Eurozone — Comprised of the 19 member states of the EU, which have accepted the euro as their common
currency and their sole legal tender. The states are: Austria, Belgium, Cyprus. Estonia, Finland, France,
Germany, Greece, Ireland, Italy. Latvia, Lithuania, Luxembourg. Malta, Netherlands, Portugal, Slovakia. Slovenia
and Spain.
— Exploration and production: A term used to describe the upstream oil sector.
GDP — Gross domestic product: is the value of all goods and services produced by a country's economy.

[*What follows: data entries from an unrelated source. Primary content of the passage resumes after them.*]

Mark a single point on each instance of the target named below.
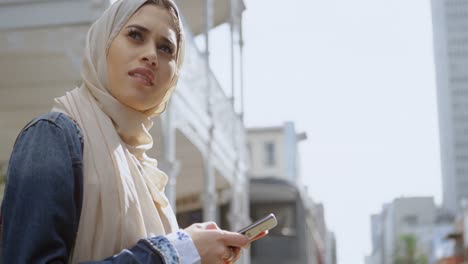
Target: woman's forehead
(155, 18)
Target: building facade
(450, 27)
(276, 187)
(413, 217)
(200, 141)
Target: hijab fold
(123, 189)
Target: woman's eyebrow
(139, 27)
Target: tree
(407, 251)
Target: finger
(237, 253)
(234, 239)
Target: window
(269, 154)
(411, 220)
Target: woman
(80, 186)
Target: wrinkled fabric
(124, 198)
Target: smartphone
(266, 223)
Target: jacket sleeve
(39, 216)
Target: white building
(450, 25)
(274, 152)
(276, 186)
(200, 144)
(414, 216)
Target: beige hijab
(123, 199)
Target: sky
(358, 77)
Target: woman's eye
(134, 34)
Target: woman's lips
(142, 75)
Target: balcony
(41, 43)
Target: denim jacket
(43, 197)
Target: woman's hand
(216, 246)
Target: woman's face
(141, 61)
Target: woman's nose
(151, 58)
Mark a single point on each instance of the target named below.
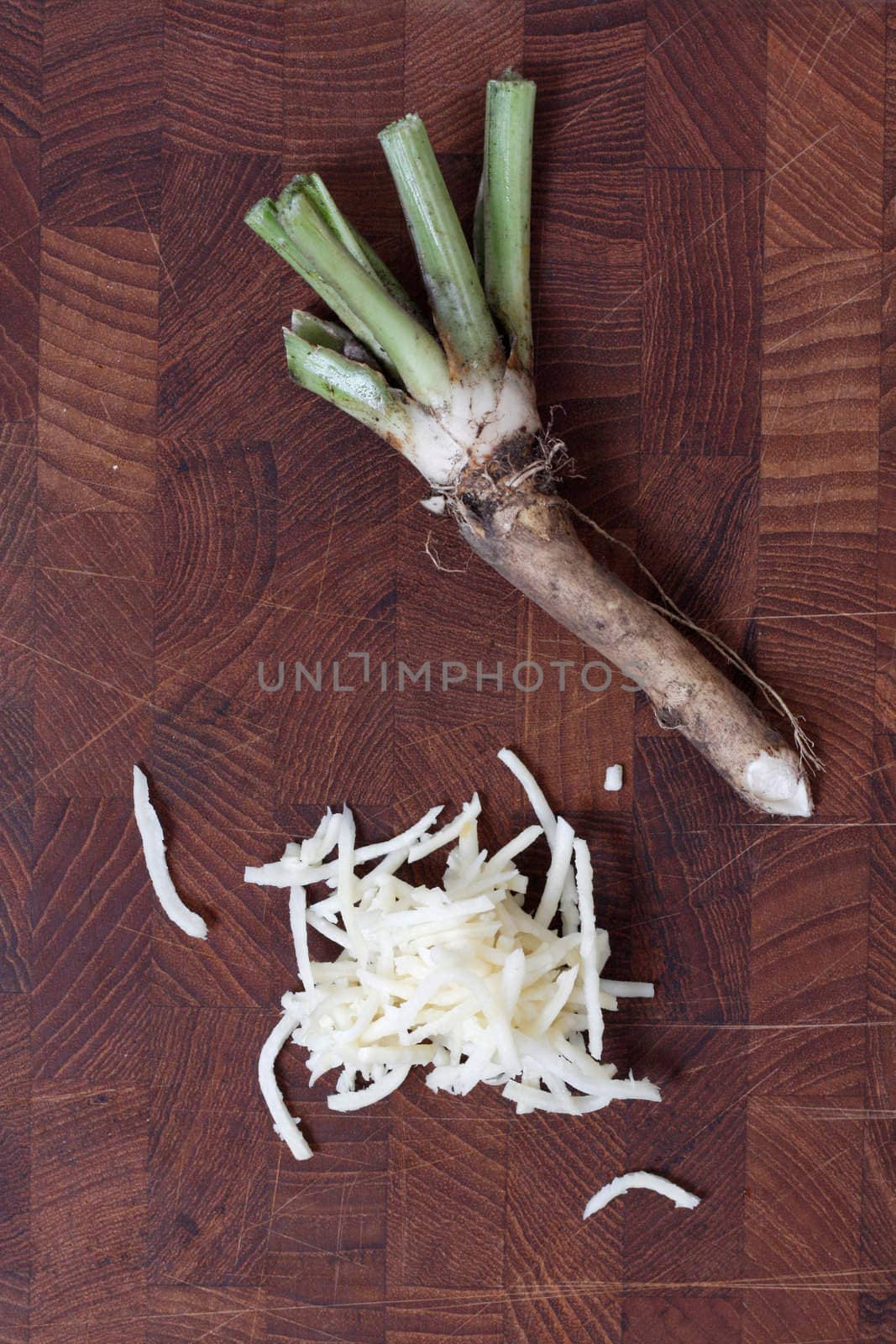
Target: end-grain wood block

HICP — Harmonized Index of Consumer Prices: An index measuring the purchasing costs for consumers
buying a certain basket of common goods harmonized across EU countries. It serves as an indicator of inflation
for the European Central Bank (ECB).
High Yield (HY) — Bonds which are sub-investment grade, see below.
Investment Grade (IG) — Bonds judged by rating agencies to be of at least medium quality (usually BBB or
above.)
OPEC — Organization of Petroleum Exporting Countries, an organization consisting of the world's major oil-
exporting nations, created for the purpose of coordinating the petroleum policies of its members and providing
member states with technical and economic aid.
WTI — Abbreviation for West Texas Intermediate, a grade of crude oil which is used as a benchmark in oil
pricing.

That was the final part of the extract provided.